2.At the beginning of the hearing there was a procedural skirmish about the claimant's current grounds of challenge and the very late service of evidence on behalf of the first defendant. The defendant submitted that the claimant had changed its grounds in the skeleton argument, despite having been specifically asked in earlier correspondence whether there would be any amendments in the grounds to which the response was no. However, the defendants were content for me to consider the grounds now put forward and reach a view about their merits before deciding whether I would allow them to be taken. The claimant did not object as such to the late service of the witness statements of the Inspector, dated 1 July 2010. However, he did take issue with whether the first defendant was entitled to rely on it to plug what were described as gaps in the first defendant's decision making processes. This is a matter to which I will return later.
The facts
3.Proposals for a wind turbine at Highdown have been under consideration for some time. In 2003 the third defendant invited the second defendant's predecessor, Caradon District Council to give a screening opinion as to whether the proposed wind turbine would be EIA development. The significance of this is that, if it is EIA development, then the EIA Regulations require an environmental impact assessment to be carried out prior to the grant of planning permission. The proposed development fell within paragraph 3(a) of schedule 2 to the EIA Regulations, and exceeded the applicable threshold in column 2 of the schedule. Accordingly, whether it would be EIA development depended on whether it would be:
"Development likely to have significant effects on the environment by virtue of factors such as nature, size or location" (Regulation 2).
4.The screening opinion given by the district council, dated 23 May 2003, was that the proposed wind turbine would be EIA development:
"It is considered by the local planning authority that the turbine could, by means of its height, position and location, have a significant impact upon the landscape to the North and East, much of which is covered by AONB designations."
AONB stands for Area of Outstanding Natural Beauty, a national designation of landscape importance. One AONB lies 4km to the West of the site, another 6km to the East.
5.The third defendant then went to the first defendant, as she was entitled to do, and asked for a screening direction that the proposed wind turbine would not be EIA development. On 24 July 2003 the first defendant issued a screening direction to that effect, stating simply that:
"In the opinion of the Secretary of State, and having taken into account the selection criteria in schedule 3 to the 1999 Regulations, the proposal would not be likely to have significant effects on the environment by virtue of factors such as its nature, size and location".
Some criticism is made by the claimant of the wording of the direction, but it is not suggested that it is invalid or inapplicable for that reason.
6.In the event, no planning application was made by the third defendant until December 2007. It was accompanied by a document called "Environmental Report" which, although not an environmental statement as would be required if the proposal were EIA development, sought to evaluate the impact of the development on various aspects of the environment, including the benefits of renewable energy. The application was also accompanied by a landscape and visual impact assessment and noise assessment from independent consultants. The application attracted considerable local opposition, including from the claimant. The community had formed an organisation called "Green Caradon against Turbines" or "Green CATS" to oppose the development. Its objections focussed on impact on the landscape and the effect of noise on residential amenity. Green CATS instructed its own independent landscape and noise consultants who produced reports which were relied upon by the objectors.

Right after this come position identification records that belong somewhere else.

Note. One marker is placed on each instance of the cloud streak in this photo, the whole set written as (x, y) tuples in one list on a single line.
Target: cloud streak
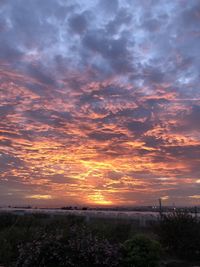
[(99, 107)]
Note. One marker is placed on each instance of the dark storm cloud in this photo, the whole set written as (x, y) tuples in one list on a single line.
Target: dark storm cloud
[(138, 128), (93, 91), (78, 23)]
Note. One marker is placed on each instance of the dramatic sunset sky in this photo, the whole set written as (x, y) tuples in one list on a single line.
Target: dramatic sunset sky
[(99, 102)]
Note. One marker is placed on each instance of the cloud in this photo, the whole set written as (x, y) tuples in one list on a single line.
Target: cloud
[(99, 101)]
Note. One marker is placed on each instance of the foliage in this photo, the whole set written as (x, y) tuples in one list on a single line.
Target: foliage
[(180, 233), (81, 249), (141, 251)]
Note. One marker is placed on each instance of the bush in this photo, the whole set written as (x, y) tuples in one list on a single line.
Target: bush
[(180, 233), (81, 249), (141, 251)]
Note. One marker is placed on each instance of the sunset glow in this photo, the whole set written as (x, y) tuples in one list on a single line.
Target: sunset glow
[(99, 103)]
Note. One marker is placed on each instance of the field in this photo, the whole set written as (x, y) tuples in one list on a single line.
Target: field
[(86, 239)]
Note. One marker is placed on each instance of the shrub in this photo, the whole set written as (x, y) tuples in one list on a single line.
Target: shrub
[(81, 249), (141, 251), (180, 233)]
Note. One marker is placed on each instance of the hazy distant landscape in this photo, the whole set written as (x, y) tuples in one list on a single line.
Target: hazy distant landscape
[(99, 133)]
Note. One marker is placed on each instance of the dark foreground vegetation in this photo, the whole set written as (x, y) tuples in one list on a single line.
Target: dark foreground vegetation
[(40, 240)]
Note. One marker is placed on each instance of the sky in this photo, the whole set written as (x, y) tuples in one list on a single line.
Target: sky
[(99, 102)]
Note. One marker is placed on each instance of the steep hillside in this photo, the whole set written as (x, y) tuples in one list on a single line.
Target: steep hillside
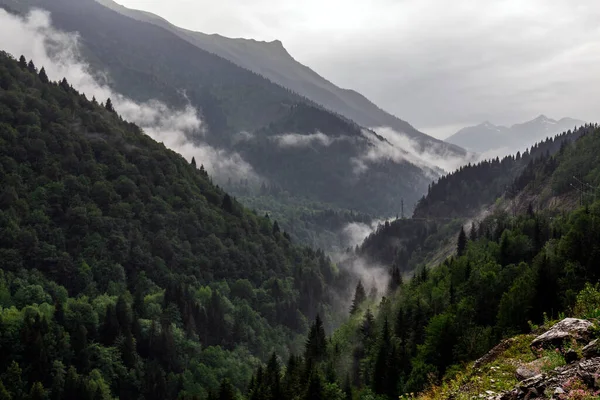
[(511, 274), (502, 140), (463, 197), (123, 270), (272, 61), (287, 140)]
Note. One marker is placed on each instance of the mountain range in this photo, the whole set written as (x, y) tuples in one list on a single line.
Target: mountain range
[(501, 140), (254, 98), (272, 60)]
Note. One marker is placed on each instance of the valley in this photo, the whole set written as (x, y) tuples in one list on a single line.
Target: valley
[(192, 217)]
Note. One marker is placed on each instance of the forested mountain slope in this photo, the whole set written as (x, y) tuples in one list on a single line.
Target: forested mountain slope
[(272, 61), (487, 137), (288, 140), (455, 198), (124, 272), (510, 274)]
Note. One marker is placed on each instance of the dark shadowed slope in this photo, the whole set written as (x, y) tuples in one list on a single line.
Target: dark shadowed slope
[(352, 168), (271, 60), (488, 137)]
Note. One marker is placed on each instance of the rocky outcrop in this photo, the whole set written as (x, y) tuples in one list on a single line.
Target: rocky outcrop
[(567, 329), (580, 376)]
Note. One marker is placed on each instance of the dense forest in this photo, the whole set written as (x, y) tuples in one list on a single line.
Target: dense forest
[(409, 243), (236, 103), (508, 273), (124, 272), (462, 193)]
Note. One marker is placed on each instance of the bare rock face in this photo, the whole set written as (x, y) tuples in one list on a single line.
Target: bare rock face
[(523, 373), (568, 328), (592, 349)]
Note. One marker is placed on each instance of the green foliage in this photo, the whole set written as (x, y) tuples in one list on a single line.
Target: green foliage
[(587, 304), (123, 270)]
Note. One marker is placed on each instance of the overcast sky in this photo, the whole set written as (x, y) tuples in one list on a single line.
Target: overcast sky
[(438, 64)]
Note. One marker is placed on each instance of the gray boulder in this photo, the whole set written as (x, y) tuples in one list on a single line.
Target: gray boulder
[(567, 329), (592, 349)]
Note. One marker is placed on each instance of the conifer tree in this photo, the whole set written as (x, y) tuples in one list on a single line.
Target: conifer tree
[(109, 105), (4, 395), (373, 292), (31, 67), (359, 298), (43, 76), (316, 344), (226, 391), (473, 233), (461, 247), (22, 62), (227, 204), (315, 388), (37, 392), (395, 280)]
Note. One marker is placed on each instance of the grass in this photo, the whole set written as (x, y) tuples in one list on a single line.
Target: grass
[(496, 376)]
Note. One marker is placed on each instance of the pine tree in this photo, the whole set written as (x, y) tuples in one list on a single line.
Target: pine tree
[(316, 344), (109, 105), (43, 76), (22, 62), (37, 392), (4, 395), (226, 391), (373, 292), (110, 328), (382, 361), (473, 233), (31, 67), (13, 381), (395, 280), (359, 298), (461, 247), (314, 390), (227, 204)]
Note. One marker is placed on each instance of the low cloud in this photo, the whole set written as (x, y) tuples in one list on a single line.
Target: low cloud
[(355, 233), (58, 52), (298, 140), (400, 148)]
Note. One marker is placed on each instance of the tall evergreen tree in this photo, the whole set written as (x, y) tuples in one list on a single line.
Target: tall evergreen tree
[(395, 280), (360, 296), (43, 76), (109, 105), (22, 62), (461, 246), (227, 204), (316, 344), (226, 391), (473, 232), (314, 390)]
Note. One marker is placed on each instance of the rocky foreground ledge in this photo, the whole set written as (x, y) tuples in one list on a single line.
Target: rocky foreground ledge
[(579, 379)]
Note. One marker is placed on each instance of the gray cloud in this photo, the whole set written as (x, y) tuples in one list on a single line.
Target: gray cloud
[(34, 37), (399, 148), (299, 140), (438, 64)]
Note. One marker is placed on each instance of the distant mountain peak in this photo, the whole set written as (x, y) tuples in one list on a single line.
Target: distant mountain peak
[(504, 140)]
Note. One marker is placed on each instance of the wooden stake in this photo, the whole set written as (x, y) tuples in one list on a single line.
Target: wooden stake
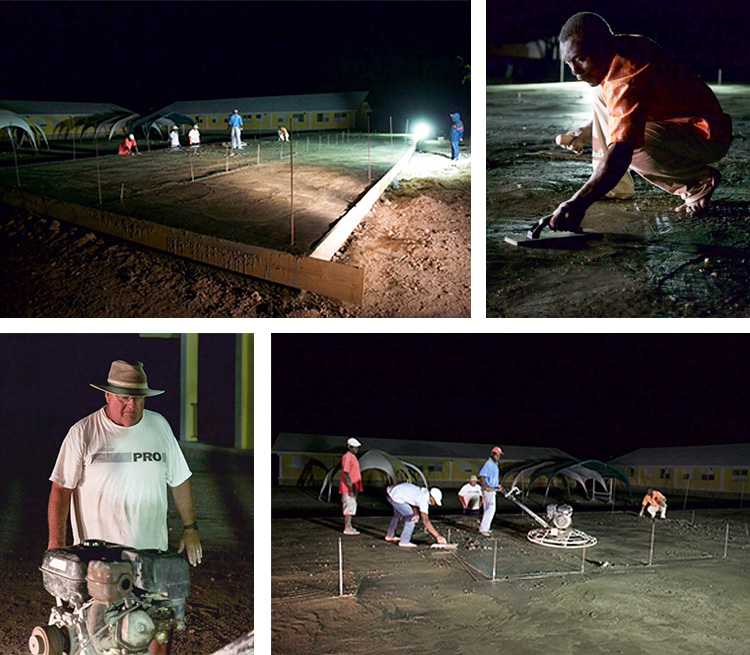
[(291, 173), (651, 552), (98, 170), (369, 160), (341, 571)]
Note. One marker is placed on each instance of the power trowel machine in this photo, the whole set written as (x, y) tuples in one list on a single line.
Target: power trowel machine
[(111, 600)]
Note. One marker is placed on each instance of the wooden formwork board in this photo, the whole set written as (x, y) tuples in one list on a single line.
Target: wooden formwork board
[(312, 274), (340, 232)]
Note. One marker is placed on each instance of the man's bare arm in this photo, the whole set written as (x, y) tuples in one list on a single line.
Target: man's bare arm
[(190, 540), (608, 173), (58, 509)]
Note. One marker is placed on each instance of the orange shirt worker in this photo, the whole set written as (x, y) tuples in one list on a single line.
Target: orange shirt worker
[(350, 484)]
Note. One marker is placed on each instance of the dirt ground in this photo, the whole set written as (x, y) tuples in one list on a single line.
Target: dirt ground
[(414, 245), (607, 600), (651, 261), (220, 606)]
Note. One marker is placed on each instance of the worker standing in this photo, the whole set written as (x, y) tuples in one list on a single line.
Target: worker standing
[(490, 477), (409, 503), (654, 501), (350, 484), (457, 135), (651, 114), (470, 496)]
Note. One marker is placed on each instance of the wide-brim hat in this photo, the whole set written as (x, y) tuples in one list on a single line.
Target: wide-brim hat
[(127, 379)]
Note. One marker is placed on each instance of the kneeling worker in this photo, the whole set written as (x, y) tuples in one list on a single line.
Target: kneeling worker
[(651, 114), (654, 501), (409, 502)]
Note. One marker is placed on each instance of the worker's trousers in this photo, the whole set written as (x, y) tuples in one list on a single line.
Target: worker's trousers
[(488, 499), (236, 137), (406, 512), (652, 510), (672, 157)]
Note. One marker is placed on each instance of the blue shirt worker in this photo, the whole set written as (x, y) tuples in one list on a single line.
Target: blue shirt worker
[(235, 124), (457, 134), (490, 477), (409, 503)]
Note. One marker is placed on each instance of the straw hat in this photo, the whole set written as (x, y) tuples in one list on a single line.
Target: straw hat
[(127, 379)]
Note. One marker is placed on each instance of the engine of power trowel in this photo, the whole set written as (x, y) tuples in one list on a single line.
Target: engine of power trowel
[(111, 600)]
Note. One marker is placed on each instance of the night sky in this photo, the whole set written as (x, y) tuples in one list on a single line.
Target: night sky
[(593, 396), (146, 55), (705, 35)]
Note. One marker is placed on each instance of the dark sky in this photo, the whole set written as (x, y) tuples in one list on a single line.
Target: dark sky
[(593, 396), (705, 35), (145, 55)]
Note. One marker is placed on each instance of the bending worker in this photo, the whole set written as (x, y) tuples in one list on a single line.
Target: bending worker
[(654, 501), (409, 503), (470, 496), (651, 114)]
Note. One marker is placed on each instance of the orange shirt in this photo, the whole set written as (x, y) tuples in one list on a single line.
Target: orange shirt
[(350, 465), (645, 83), (657, 500)]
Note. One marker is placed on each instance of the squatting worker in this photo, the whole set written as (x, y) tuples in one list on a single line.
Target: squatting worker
[(651, 114), (409, 503), (113, 471), (654, 501), (490, 478), (470, 496), (129, 146), (350, 484)]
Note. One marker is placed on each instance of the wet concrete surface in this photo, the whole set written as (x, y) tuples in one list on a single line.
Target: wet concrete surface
[(651, 262)]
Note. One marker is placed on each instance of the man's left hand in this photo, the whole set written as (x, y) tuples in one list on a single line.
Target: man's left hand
[(568, 216), (191, 542)]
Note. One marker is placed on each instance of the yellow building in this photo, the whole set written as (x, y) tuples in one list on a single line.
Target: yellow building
[(56, 118), (713, 470), (264, 115), (305, 458)]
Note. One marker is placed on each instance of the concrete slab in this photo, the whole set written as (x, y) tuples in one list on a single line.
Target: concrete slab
[(549, 239)]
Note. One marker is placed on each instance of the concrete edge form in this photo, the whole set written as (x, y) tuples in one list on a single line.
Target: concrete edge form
[(344, 227), (311, 274)]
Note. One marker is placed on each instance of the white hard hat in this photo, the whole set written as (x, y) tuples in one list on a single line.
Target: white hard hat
[(437, 495)]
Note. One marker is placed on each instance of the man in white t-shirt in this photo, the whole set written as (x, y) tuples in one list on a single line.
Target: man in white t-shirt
[(113, 471), (470, 496), (409, 503)]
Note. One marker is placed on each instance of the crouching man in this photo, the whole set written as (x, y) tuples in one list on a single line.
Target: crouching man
[(651, 114)]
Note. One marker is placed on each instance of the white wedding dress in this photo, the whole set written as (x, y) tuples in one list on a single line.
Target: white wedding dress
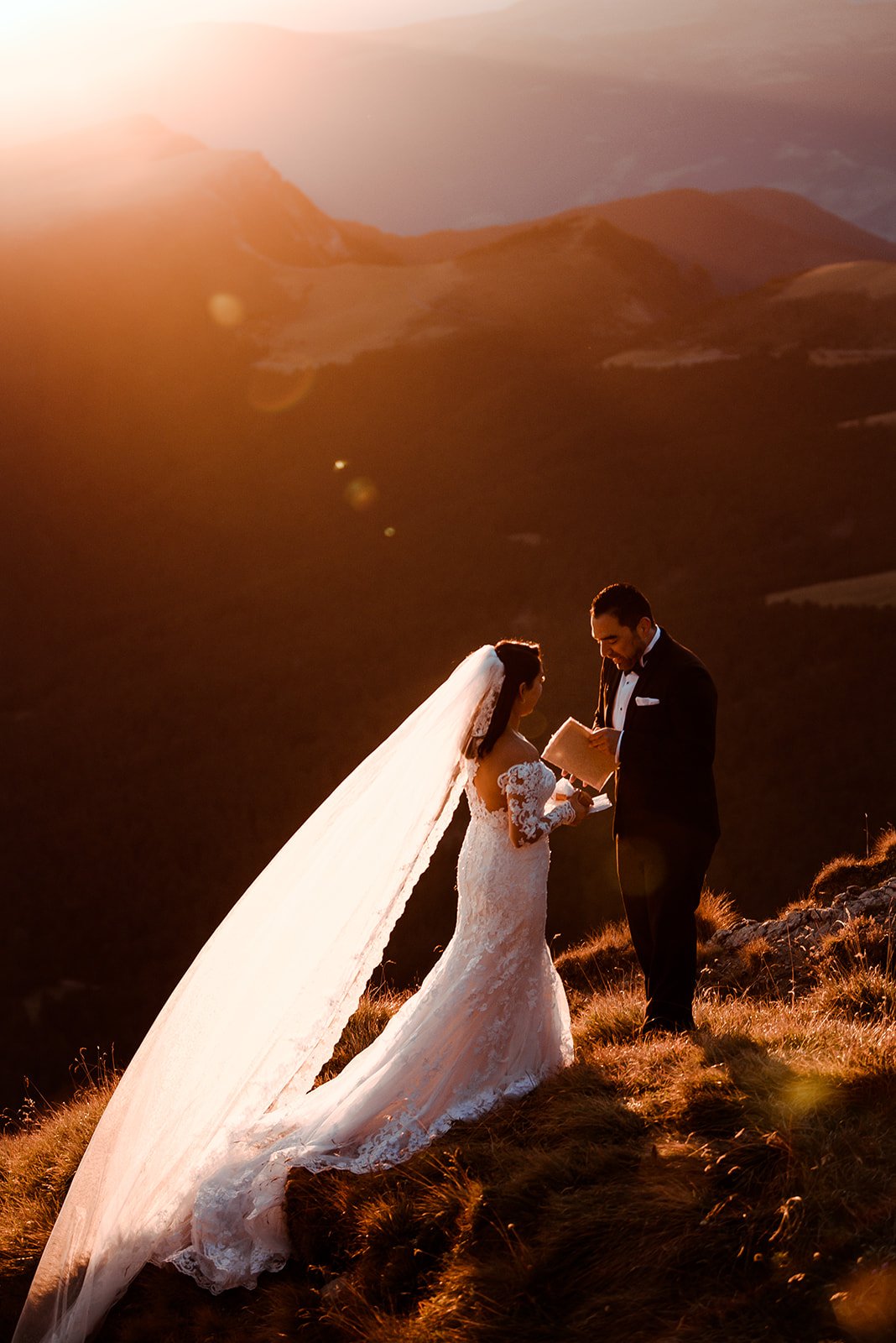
[(190, 1159), (488, 1022)]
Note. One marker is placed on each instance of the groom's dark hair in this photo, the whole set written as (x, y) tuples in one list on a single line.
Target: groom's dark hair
[(624, 602)]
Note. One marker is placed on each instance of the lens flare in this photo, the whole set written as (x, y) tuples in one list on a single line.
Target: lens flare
[(361, 494), (808, 1092), (866, 1304), (226, 309), (273, 391)]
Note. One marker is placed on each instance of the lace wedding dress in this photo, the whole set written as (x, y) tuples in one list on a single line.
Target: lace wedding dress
[(190, 1159), (488, 1022)]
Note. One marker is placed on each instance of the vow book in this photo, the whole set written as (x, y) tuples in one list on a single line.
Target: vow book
[(569, 750)]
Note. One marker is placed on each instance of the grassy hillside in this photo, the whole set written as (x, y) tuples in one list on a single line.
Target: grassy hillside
[(738, 1185)]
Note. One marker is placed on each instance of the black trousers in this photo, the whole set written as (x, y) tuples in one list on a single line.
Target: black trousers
[(660, 879)]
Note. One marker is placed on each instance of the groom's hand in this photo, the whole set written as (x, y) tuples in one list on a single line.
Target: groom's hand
[(605, 742)]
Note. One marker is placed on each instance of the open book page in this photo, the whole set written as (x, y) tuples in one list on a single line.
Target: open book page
[(569, 750)]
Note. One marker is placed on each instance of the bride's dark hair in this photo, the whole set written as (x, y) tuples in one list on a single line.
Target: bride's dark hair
[(522, 664)]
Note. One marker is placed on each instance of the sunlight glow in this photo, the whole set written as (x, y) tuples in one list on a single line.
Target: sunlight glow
[(361, 494), (273, 393), (226, 309)]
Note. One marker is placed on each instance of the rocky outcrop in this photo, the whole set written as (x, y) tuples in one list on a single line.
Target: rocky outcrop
[(792, 953)]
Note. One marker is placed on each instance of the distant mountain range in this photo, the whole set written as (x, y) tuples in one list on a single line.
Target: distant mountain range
[(549, 105), (268, 474), (310, 290)]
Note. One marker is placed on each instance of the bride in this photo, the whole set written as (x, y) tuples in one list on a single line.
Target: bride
[(190, 1161)]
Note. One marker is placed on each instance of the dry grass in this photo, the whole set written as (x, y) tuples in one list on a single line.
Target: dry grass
[(737, 1185), (853, 870)]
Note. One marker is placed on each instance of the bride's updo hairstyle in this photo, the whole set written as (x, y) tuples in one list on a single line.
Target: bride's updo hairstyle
[(522, 664)]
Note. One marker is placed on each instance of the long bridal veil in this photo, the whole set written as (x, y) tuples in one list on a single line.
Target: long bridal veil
[(259, 1011)]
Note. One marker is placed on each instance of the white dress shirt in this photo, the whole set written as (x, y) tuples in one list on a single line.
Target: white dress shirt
[(624, 692)]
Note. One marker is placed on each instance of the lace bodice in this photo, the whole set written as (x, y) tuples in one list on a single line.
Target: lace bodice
[(529, 789)]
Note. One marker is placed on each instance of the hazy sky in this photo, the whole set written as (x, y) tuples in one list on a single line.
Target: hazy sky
[(26, 20)]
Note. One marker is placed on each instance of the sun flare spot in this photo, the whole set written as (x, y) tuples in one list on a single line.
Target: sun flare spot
[(227, 309), (361, 494)]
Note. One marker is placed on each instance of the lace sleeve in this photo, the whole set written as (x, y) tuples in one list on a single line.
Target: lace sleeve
[(524, 802)]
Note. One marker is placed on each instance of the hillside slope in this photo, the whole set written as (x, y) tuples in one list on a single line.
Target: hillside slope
[(734, 1185), (228, 583)]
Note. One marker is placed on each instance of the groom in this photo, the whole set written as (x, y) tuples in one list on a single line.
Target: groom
[(655, 725)]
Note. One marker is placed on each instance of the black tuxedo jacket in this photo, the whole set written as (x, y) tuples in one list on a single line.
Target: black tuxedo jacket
[(665, 763)]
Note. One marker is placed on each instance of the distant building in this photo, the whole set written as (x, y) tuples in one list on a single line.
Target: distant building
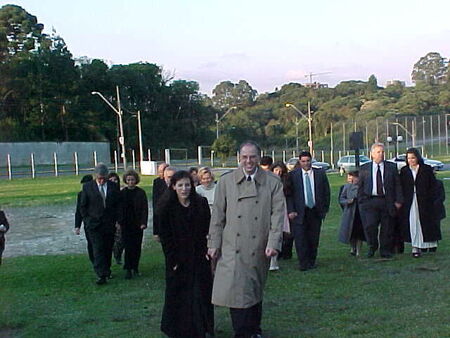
[(316, 85), (395, 82)]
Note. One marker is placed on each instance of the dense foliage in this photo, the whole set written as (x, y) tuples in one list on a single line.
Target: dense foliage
[(45, 95)]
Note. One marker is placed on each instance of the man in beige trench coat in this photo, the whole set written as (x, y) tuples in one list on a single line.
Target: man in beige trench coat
[(245, 231)]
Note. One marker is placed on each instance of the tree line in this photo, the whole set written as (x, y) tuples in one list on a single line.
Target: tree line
[(46, 95)]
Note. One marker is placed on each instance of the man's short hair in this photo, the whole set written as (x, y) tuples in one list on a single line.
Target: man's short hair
[(375, 145), (101, 170), (250, 143), (266, 160), (304, 153)]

7.Of particular importance for present purposes, one of Green CATS' objections was to the impact it was said the proposed wind turbine would have on the Cornwall and West Devon mining landscape World Heritage Site, which had been designated in 2006. Two areas of the World Heritage Site are relevant, area 9, Caradon Hill, lies 1.2km to the West of the proposed wind turbine; and area 10, Kit Hill and Tamar Valley, lies 3.7km to the East. It is to be noted that the World Heritage Site was designated after the first defendant's screening direction that the proposed wind turbine was not EIA development. The importance of protecting World Heritage Sites and their settings is described in circular 7 of 2009 which refers, in paragraph 8, to their "outstanding universal value" and "importance as a key material consideration" when taking decisions as to whether planning permission should be granted.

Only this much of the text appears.